Elle laissa les pans de sa robe s’ouvrir sur ses cuisses fuselées et joua des mollets lorsqu’un matelas vivant de cafards longs comme des cigarettes ondulèrent de dessous ses vêtements.

Elle les caressa pour les faire bouger.

-Ils sont parfait. A côté d’eux, tu es un minable.

Les insectes avaient maintenant envahi l’édifice jusqu’à son sommet, grouillant à nouveau de partout, galopant et tombant comme de la pluie autour de lui.

-Ainsi, ils te rapprochent de la mort.

Un sourire effaça la présence de la Sorcière, qui se fondit dans la pénombre de l’arrière salle, probablement spectatrice inassouvie du cadeau sanglant qu’allaient lui offrir ses compagnons à six pattes.
Brusquement isolé au milieu d’un océan de cafards, prisonnier d’une moquette grouillante qui lui grimpait le long des jambes. Une frayeur incommensurable s’empara de lui. Il essaya de piétiner comme il pouvait les insectes qui l’encerclaient.
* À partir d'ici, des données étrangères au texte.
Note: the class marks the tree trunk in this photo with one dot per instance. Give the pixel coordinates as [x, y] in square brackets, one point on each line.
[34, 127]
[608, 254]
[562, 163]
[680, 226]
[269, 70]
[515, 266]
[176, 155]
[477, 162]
Une réaction hystérique, incontrôlée… les bestioles vinrent lui hanter la bouche. C’était sa descente aux Enfers. Il l’avait bientôt atteint, et il en était presque heureux.

Au tréfonds de l’ombre, les deux sœurs le regardaient en finir avec son agonie. La danse macabre de Khaine envahissait leurs sens, transformant leurs chants d’offrandes en rires funèbres. Le sang sacrificielle humain les répugnait et les régalait en même temps.
L’une d’elle s’approcha lentement du cadavre, marmonnant en langue Elfique avant de s’équiper de sa dague enduite de poison nauséabond et de s’agenouiller devant les restes du festin. D’un geste vif elle termina de lui trancher la tête tandis que sa sœur la rejoignait déjà, s’emparant du Calice qu’elle porta à sa bouche. Elle fit tournoyer le liquide presque devenu froid avant de le partager avec sa convive.

Un dernier baiser sur les lèvres glaciales du défunt mit fin à leur rituel mortuaire. C’était le prix à payer, pour avoir osé convoiter une Maibd.